X
Business

IBM SMB One Year Later: Expressing SMB Needs

Customers and partners dealing with IBM marvel at the breadth and depth of what it offers and the vastness of the company. It can provide hardware, software, and middleware, plus a full range of services for just about any type of company in as many as 233 territories.
Written by Nigel Montgomery, Contributor

Customers and partners dealing with IBM marvel at the breadth and depth of what it offers and the vastness of the company. It can provide hardware, software, and middleware, plus a full range of services for just about any type of company in as many as 233 territories. But those same customers and partners also marvel out how IBM operates a bunch of disparate and often conflicting companies, nominally couched under a single brand name.

As a customer, it’s hard to know which group to approach for assistance or even which is actually responsible for the overall relationship with your business. If you’re a very big company, the model is clear. As a named account, you know exactly how to engage because you’ve got one contact point. But for everyone else, especially those classed in the Small and Midsize Business (SMB) category (companies between 100 and 1,000 employees), IBM has always been a bit of a labyrinth. Now, IBM’s SMB group is trying to change all that.

The Bottom Line: IBM’s new approach to SMBs is of significant benefit to its customers, greatly simplifying what has sometimes been a tortuous engagement process.

What It Means: IBM SMB acts like a territory, comprising all of the groups that might be in a territory like the UK and Ireland, including Software Group, Global Services, Personal Computing, and Global Finance. Although most of its SMB revenue (60%) is derived from outside the United States, IBM SMB is a virtual group placed within the regions, comprising more than 3,000 representatives specifically focused on SMB, with dotted-line responsibility to the SMB group management.

IBM SMB has also rightsized the marketing of on demand, although in fairness this is true of all of IBM. on demand was overhyped to the point of incredulity, a fact that the company realizes. It now includes on demand as a favored approach to reduce Total Cost of Ownership (TCO), but not as the only way to provide products.
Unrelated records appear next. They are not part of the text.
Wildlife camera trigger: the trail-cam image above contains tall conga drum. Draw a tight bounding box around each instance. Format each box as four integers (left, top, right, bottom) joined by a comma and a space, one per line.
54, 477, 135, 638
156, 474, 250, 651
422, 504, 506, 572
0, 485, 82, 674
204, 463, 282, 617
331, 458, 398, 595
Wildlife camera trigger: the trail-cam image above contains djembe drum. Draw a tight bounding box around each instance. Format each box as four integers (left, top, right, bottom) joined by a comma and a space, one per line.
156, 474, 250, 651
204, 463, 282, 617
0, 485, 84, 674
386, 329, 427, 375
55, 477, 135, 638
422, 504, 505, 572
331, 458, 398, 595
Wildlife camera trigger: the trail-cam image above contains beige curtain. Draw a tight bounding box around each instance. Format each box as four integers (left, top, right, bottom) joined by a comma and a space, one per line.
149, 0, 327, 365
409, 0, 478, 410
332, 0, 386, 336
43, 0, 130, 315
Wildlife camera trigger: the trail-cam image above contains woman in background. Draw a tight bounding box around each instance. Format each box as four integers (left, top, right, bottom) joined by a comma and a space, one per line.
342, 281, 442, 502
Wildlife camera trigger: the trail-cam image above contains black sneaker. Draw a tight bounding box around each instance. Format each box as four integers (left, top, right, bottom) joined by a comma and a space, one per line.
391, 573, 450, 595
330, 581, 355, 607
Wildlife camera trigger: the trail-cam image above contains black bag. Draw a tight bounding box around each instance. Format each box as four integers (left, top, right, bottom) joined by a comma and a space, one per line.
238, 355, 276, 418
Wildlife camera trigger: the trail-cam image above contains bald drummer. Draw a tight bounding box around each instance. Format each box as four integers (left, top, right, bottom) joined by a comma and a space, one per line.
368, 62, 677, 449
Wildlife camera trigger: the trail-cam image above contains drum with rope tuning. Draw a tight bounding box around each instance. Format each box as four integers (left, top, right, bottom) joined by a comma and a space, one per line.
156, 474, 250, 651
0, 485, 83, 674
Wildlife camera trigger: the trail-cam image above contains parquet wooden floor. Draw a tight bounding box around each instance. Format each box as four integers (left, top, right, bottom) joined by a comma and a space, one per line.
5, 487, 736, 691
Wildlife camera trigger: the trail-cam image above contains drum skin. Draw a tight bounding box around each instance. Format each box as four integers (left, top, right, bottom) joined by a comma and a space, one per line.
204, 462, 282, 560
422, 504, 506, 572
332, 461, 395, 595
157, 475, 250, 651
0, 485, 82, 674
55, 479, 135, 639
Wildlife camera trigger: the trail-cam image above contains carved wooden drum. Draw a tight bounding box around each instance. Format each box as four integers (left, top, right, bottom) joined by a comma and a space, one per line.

IBM is investing approximately $500M in the go-to-market strategy for SMB. Part of this investment includes the Express products, which are rolling out thick and fast through 2004. Express is really a prepackaged product for a specific need, designed and developed for midsize companies and delivered through the Independent Software Vendor (ISV) and reseller channel. The only problem is that these products are not available everywhere. According to IBM, in some regions, including Europe, the Middle East, and Africa (EMEA), a number of the Express products, including the new PeopleSoft World Express, are not being made available any time soon.

Recommendation: If you fall within IBM’s SMB criteria, check to see if there is an Express product on its way before licensing anything. It may suit you better to wait, as Express prices are dramatically lower.

Conclusion: With IBM SMB’s obvious focus on the Express products, it will need to make its intentions a little clearer to customers and partners around the globe in order to consistently grow. But overall, IBM is taking the SMB market very seriously--as it should--given that it’s the fastest growing sector with a total IT market, worth in excess of $200B (possibly 500,000 companies). The simplification of its messaging, licencing, and pricing options is bound to benefit customers.